Dans le cadre d’une campagne de valorisation de l’œuvre de l’architecte André Wogenscky, une partie de la préfecture des Hauts-de-Seine est inscrite comme Monument historique depuis le 21 janvier (voir encadré). Mais les producteurs de films et de séries n’ont pas attendu la reconnaissance des services de l’État pour solliciter ce lieu de pouvoir au style résolument corbuséen. Les revenus issus des locations de tournage sont d’ailleurs utilisés pour des travaux d’entretien du bâtiment nanterrien.

« Je ne me lasse pas de cette vue : que ce soit le matin quand j’arrive à 7 h 30, où le soir quand la lumière nimbe le bureau d’une couleur magnifique », s’enthousiasme jeudi 11 avril le préfet Pierre Soubelet, lors d’une visite architecturale du bâtiment inauguré en 1973. Depuis son bureau, le plus haut représentant de l’État dans les Hauts-de-Seine peut voir un tiers du département.

« L’argent que nous récupérons permet de faire des travaux pour les bureaux des agents de la préfecture, c’est un cercle vertueux », commente le préfet des recettes issues des tournages.

Il n’est pas le seul à en apprécier l’atmosphère : en 2013, déjà, les équipes du tournage de la série d’espionnage de la chaîne Arte, Au service de la France, investissaient les lieux. Plus récemment, ce haut lieu du pouvoir de l’État dans les Hauts-de-Seine a servi de décor à plusieurs productions. Dans La Loi de la jungle, comédie française avec Vimala Pons et Pascal Légitimus diffusée en 2016, la préfecture et le bureau de son plus haut représentant y symbolisent le ministère de la norme.

Cette ouverture aux cinéastes est une « recommandation de l’Etat », témoigne le préfet des Hauts-de-Seine. Si elle a pour objectif de « mettre en valeur le patrimoine national », elle permet également d’apporter des fonds à des chantiers menés au sein du bâtiment, fait remarquer ce serviteur de l’État : « L’argent que nous ­récupérons permet de faire des travaux pour les bureaux des agents de la préfecture, c’est un cercle vertueux. »

Les producteurs de la série politico-économique Jeux d’influence, bientôt diffusée sur Arte, ont eux aussi misé sur l’intérieur de béton, bois, métal et verre du bureau situé au 24e étage de l’immeuble de la préfecture. Dans le cadre du tournage de cette série, Pierre Soubelet a même dû laisser libre pendant quatre jours cette pièce où il exerce sa fonction. « Mais attention, s’il y a une crise, ils doivent partir immédiatement », précise-t-il sérieusement.

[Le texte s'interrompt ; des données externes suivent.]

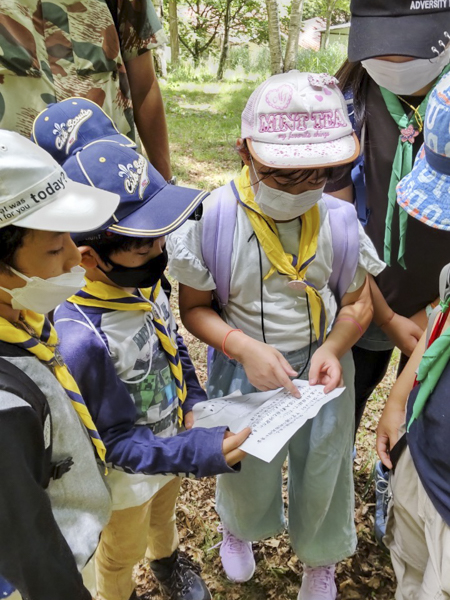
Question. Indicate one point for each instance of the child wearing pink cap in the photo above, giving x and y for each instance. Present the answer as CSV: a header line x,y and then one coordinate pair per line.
x,y
288,267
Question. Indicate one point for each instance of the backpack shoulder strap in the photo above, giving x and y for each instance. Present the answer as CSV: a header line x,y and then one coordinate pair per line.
x,y
219,222
345,239
358,173
15,381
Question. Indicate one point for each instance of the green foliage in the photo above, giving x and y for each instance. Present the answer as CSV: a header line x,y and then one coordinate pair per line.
x,y
319,8
246,62
201,24
249,59
323,61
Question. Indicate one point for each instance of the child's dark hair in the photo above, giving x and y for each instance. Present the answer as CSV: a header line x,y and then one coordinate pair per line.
x,y
354,77
11,239
106,243
315,176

Son bureau n’est cependant pas le seul espace intérieur du bâtiment utilisé lors de tournages. Dans Victoria, film sorti en 2016 avec Virginie Efira, comme dans Les Fantômes d’Ismaël, du réalisateur Arnaud Desplechin avec Mathieu Amalric, Marion Cotillard et Charlotte Gainsbourg, d’autres endroits ont été utilisés, du guichet à la salle à manger d’honneur en passant par le bureau du directeur de cabinet de cette préfecture décidément appréciée des producteurs et réalisateurs.

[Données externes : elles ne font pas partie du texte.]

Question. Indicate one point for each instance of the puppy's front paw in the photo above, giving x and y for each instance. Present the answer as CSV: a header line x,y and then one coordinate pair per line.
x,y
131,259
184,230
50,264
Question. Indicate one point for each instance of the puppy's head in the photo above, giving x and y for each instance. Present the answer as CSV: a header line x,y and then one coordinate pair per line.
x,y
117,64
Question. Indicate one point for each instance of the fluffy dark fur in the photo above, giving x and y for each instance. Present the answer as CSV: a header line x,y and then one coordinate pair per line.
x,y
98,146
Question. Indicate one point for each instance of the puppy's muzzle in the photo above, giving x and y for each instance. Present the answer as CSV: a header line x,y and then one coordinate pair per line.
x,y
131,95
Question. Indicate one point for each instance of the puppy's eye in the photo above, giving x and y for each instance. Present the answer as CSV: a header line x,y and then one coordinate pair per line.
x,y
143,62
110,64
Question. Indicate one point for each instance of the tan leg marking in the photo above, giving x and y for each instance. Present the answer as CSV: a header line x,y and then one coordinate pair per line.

Nanterre, première préfecture d’Île-de-France inscrite Monument historique

La préfecture des Hauts-de-Seine, dont certains espaces intérieurs sont désormais inscrits comme Monuments historiques, témoigne de l’architecture d’André Wogenscky, disciple et ex-chef d’atelier de Le Corbusier, longtemps resté dans l’ombre de son mentor fondateur de l’architecture moderne. Cette inscription est une première pour une préfecture en Île-de-France, demandée pour la première fois en 2009 par les prédécesseurs de Pierre Soubelet.

La majorité des préfectures franciliennes sont en effet « très modernes », rapporte Agnès Chauvin, responsable du bureau de la protection à la Direction régionale des affaires culturelles (Drac) d’Île-de-France. Et si l’hôtel de préfecture des Yvelines a été érigé à Versailles au XIXe siècle, tandis que celui de la préfecture de police de Paris occupe un bâtiment construit lui aussi au XIXe siècle sur l’île de la Cité, ils ne sont ni inscrits, ni classés comme Monuments historiques (d’après la base de données Mérimée du ministère de la culture, Ndlr).

C’est une « très bonne nouvelle » pour ce bâtiment de 25 étages et 113 m de hauteur, un temps voué « à la démolition », se réjouit Dominque Amouroux, directeur de la Fondation Marta Pan et André Wogenscky (décédé en 2004, Ndlr). Au sein de la préfecture de Nanterre, emblématique de l’architecture publique des Trente glorieuses, deux escaliers destinés au public, l’ancien salon de réception, l’ancienne salle du conseil, ainsi que les bureaux du secrétariat général, du directeur de cabinet, et du préfet lui-même, sont désormais inscrits comme Monuments historiques.

Si le classement comme Monument historique témoigne d’un « intérêt public » du point de vue de l’histoire et de l’art, l’inscription concerne des bâtiments présentant un « intérêt suffisant » en la matière. Cette inscription oblige à une demande de permis de construire pour tous travaux, alors soumis à l’architecte des Monuments historiques, et donne droit à des aides du ministère de la culture.